Show HN: Kappal – CLI to Run Docker Compose YML on Kubernetes for Local Dev
Dev dream or shipwreck? Fans cheer while skeptics yell “where are the tests”
TLDR: Kappal lets developers run their simple Docker setups on a local Kubernetes cluster without learning Kubernetes. The crowd split fast: fans love the easy path, skeptics ask for tests and say “just learn the real thing,” while others want to know if it can handle multiple test stacks in parallel.
Kappal sailed onto Hacker News with a bold promise: run your usual Docker Compose setup on a tiny local Kubernetes cluster without learning any Kubernetes at all. The repo’s name means “ship” in Tamil, and the nautical vibes were strong—so were the reactions. The creator framed it as a passion project that “should exist,” calling it a tool to stop devs from getting whiplash between laptop and production.
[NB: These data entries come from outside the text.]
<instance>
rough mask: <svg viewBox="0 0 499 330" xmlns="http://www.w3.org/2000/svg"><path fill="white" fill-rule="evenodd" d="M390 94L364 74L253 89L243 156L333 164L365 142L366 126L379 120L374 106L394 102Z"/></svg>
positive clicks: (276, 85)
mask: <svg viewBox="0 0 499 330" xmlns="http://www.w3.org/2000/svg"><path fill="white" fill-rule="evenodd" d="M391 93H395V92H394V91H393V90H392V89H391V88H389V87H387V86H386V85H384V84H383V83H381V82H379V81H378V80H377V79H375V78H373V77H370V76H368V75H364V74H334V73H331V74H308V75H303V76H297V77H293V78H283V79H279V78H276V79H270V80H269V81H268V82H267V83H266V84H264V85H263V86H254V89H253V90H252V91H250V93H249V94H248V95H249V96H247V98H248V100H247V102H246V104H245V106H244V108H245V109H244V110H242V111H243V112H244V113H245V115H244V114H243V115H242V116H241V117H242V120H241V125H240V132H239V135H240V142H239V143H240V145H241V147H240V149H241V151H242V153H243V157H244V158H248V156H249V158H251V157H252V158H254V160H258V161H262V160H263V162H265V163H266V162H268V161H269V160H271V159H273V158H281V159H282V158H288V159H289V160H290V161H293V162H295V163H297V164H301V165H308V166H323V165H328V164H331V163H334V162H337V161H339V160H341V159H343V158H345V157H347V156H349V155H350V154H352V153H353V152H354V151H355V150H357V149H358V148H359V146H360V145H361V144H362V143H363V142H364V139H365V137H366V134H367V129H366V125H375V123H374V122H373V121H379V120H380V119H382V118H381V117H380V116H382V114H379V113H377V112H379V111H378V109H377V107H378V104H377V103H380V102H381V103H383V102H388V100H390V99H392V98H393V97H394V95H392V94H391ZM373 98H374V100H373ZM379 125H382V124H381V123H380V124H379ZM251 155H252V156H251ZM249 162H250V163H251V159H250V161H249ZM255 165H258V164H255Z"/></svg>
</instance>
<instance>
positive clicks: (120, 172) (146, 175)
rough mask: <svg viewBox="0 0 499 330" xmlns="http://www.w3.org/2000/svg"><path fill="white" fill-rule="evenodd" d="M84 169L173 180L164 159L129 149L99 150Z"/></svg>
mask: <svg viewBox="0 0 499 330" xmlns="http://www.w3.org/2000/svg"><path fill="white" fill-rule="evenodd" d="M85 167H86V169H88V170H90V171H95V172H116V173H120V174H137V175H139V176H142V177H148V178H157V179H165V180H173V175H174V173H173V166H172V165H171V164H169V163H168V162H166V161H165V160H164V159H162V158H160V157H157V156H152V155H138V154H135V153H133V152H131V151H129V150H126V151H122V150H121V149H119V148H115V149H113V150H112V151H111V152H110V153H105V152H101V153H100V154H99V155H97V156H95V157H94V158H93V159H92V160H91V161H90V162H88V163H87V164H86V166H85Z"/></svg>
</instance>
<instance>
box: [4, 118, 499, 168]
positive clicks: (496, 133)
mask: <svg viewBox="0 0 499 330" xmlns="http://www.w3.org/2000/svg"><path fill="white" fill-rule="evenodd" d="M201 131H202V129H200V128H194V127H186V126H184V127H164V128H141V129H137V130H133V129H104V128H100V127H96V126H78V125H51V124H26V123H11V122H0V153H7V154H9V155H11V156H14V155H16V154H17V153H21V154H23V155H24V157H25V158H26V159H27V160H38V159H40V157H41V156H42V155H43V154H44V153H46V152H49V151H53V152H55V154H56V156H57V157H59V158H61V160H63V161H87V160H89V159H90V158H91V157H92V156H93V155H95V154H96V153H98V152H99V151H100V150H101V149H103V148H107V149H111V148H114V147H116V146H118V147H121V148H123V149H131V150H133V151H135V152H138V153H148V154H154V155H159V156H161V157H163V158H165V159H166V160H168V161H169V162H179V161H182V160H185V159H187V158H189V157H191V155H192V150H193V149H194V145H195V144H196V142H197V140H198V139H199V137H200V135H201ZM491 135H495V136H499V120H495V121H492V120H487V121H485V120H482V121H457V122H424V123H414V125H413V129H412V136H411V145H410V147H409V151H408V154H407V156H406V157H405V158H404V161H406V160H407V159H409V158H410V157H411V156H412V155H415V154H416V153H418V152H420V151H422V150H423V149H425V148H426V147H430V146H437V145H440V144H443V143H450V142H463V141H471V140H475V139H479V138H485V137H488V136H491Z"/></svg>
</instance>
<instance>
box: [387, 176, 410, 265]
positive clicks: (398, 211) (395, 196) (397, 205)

Fans cheered the idea of using simple Compose commands while Kappal quietly steers behind the scenes. Repo.
Then the waves hit. One camp cried “just learn the real thing,” pointing to Podman’s “kube play” as a near-production alternative with a “small learning curve.” Translation for non-nerds: some folks think it’s better to learn a little of the big scary system than hide it under a blanket. Others pushed back, saying shipping faster beats studying Kubernetes like it’s a second job.
Quality-control alarms blared too. A sharp-eyed commenter spotted the test folder looking… empty. Cue: “is any of this tested?” Meanwhile, a practical asker wondered if Kappal can spin up the same stack multiple times for automated testing—aka “I duct-taped this with bash. Please save me.”
The meme parade rolled in: “kubectl PTSD,” jokes about ships steering ships, and quips about hiding Kubernetes like a monster under the bed. The real fight? Convenience vs. purity. Do you want to ship now with familiar buttons, or learn the submarine you’ll eventually pilot anyway? Either way, Kappal just made waves.
Key Points
- •Kappal runs Docker Compose YAML on Kubernetes (via K3s) while preserving familiar Compose commands.
- •Only Docker is required; Kappal bundles kubectl and runs K3s automatically inside a container.
- •Supported features include persistent volumes, service discovery, secrets/configs, scaling via deploy.replicas, network isolation, and UDP ports.
- •Installation involves pulling the Kappal image from GitHub Container Registry and adding a shell alias to use the CLI.
- •'Depends On' is partially supported (ordering only), and healthchecks are planned; an eject command exports to a Tanka workspace.